Women's Council Tea circa 1955Like so much at the Gallery, the Council’s beginnings were inextricably linked with the Herdle family. The all-volunteer group was the brainchild of the Gallery’s director, Gertrude Herdle Moore, and both she and her sister, curator emeritus Isabel Herdle, were among the “founding mothers” present at that first meeting. Pictured at left: In 1955, director Moore (second from left) enjoys tea in the Fountain Council with fellow Council members.

“To look back on these years is to be grateful for Gertrude and Isabel, who set the highest goals for the Gallery,” said Marion Hawks, a Council member from the 1940s until her death in 2003. “They made volunteering rewarding for us all and gave it institutional stature.”

Three million and counting

The mission of the new organization was to raise funds and provide volunteers for some of the director’s most cherished outreach programs. (Some, such as scholarship aid for young Creative Workshop students, continue today.)

The Council’s first major fundraiser was a 1942 exhibition of the Thorne collection of miniature rooms (photo on facing page), first seen at the New York World’s Fair of 1939. Some 19,000 people visited, netting the then-spectacular amount of $1,500.

Seven decades later, the group has raised some three million dollars for the Gallery, its collections and its programs. Over the years, the Council has raised money through galas ranging from April in Paris (1956) to the Tapestry Ball (1996), Art in Bloom, Just Jazz, Third Thursdays, and Collections and Cuisines.

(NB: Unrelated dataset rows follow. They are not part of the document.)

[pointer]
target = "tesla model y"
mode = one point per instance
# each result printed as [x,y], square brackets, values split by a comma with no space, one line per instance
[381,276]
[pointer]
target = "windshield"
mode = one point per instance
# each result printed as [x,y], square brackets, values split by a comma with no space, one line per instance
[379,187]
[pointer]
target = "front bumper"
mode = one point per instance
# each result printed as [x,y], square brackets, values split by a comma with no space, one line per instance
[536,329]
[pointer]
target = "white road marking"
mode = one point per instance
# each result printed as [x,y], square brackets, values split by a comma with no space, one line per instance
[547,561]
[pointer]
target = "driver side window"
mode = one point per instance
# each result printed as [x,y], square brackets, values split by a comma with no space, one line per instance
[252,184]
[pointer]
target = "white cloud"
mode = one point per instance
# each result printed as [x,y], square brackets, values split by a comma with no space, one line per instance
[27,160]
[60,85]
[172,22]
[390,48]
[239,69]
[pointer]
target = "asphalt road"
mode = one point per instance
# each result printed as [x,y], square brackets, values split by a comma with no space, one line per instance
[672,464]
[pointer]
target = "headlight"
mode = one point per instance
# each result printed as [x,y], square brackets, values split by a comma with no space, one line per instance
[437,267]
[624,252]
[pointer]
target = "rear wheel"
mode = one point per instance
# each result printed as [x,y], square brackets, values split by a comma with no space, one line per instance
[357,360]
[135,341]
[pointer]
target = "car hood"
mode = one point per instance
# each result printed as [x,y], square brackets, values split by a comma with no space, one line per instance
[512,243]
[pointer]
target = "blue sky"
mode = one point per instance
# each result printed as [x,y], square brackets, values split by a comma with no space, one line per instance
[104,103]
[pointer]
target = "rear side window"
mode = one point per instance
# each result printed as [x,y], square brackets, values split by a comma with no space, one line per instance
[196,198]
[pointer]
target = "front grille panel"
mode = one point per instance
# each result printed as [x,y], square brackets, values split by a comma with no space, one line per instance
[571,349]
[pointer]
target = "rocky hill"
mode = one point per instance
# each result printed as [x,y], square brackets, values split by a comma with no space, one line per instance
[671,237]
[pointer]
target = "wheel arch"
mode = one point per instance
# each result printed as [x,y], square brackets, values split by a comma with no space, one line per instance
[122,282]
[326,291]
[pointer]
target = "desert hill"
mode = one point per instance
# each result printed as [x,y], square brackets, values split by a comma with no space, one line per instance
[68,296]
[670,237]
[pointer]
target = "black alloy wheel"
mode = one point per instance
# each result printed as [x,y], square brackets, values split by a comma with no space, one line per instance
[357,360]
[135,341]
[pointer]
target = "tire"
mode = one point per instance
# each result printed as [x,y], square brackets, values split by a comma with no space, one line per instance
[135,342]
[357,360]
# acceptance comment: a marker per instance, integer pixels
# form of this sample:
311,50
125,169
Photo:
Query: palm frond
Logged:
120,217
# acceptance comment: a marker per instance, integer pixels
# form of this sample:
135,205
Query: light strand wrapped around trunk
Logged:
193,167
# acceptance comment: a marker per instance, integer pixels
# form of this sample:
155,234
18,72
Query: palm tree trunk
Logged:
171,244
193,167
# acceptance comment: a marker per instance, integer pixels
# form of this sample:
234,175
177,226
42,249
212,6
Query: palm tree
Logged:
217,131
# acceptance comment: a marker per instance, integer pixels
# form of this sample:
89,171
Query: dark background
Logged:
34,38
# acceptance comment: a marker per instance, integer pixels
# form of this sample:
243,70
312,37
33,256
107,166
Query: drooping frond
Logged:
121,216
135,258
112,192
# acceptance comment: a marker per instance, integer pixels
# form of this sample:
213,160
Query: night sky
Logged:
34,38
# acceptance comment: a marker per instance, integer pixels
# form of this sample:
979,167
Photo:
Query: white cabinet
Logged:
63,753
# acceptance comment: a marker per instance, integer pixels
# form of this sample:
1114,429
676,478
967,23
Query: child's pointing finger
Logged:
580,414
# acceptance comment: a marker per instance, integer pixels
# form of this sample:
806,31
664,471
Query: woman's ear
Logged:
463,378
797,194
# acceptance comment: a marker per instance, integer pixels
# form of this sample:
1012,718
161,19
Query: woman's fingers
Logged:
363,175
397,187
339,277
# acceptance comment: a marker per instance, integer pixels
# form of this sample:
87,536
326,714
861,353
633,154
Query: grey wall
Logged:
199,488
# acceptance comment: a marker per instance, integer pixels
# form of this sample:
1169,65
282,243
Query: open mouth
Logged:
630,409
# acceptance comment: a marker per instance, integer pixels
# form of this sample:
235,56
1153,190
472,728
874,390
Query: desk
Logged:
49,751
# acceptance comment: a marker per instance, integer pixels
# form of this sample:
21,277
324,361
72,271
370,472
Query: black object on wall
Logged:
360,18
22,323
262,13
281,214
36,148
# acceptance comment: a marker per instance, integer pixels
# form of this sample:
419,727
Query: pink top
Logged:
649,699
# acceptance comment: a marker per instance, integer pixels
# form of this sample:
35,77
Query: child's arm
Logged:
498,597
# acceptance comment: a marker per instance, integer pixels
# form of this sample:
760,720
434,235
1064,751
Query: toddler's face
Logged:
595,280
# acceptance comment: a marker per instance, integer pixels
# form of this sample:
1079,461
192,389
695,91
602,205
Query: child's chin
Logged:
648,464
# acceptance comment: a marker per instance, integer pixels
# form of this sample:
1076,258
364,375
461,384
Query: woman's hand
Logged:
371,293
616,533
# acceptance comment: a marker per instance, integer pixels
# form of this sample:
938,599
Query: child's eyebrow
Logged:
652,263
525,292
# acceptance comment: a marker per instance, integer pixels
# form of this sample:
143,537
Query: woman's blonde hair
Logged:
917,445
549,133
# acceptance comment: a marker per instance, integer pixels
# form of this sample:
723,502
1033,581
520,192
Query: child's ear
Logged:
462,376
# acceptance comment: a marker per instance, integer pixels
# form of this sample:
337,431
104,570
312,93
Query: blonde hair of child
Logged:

For several decades starting in 1962, the biggest money-maker was the Gallery’s annual Clothesline Festival. Hundreds of volunteers each year were involved in food concessions, an activity the Council continues to this day. Other ongoing projects include the Council’s yearly Art and Treasures next-to-new sale, fall Fine Craft Show and Sale, and art tours at home and abroad.

Changing times

In the past two decades the organization has undergone significant changes. No longer the Women’s Council, it officially changed its name to the Gallery Council in 1994, three years after welcoming its first male members. Then in 2007 the Council held a series of focus groups moderated by a management consultant. The findings were used to identify goals for the future and develop a strategic plan, which with periodic updates continues to guide the Council.

Some things remain constant, however. Unlike many other volunteer organizations, the Council still requires that members contribute their time. But members also reap the rewards, notably a sense of commitment and a sense of belonging. And even though members are far more likely to work outside of the home, their numbers, at more than 300, have more than tripled since 1955.

Good company

“A company of self-found friends” is how Gallery Notes, the precursor to ARTiculate, described the group in 1940. The description still fits today. Gloria Horwitz, a member since the 1950s, calls the Gallery “a focal point of my life.” Jean DeHaven, who joined in the 1980s, writes that the Council has given her “good friends, diverse activities and interesting challenges—all in the guise of giving.” Mary Goldman Crowe, 2002–04 Council president, is grateful for “friendships that continue to deepen, both old and new.”

The greatest beneficiary, of course, is the Gallery. “No volunteer group has been more significant to our success than the Gallery Council,” says director emeritus Grant Holcomb. “This group’s dedication has helped make our institution a national leader in museum volunteerism.”

“What impresses me most about MAG is how well volunteers are treated, educated, supported and welcomed,” adds Sandra Koon, 2008–10 Council president. “It’s a credit to the entire staff that we’re considered an integral part of the museum.”

It’s a debt the Council has been quick to repay. One of the first things Laura Swett, 2000–02 Council president, instituted during her tenure was an annual reception for “the incredible MAG staff, in recognition of their dedication and service.” Together, the Gallery and the Gallery Council look forward to the next 75 years.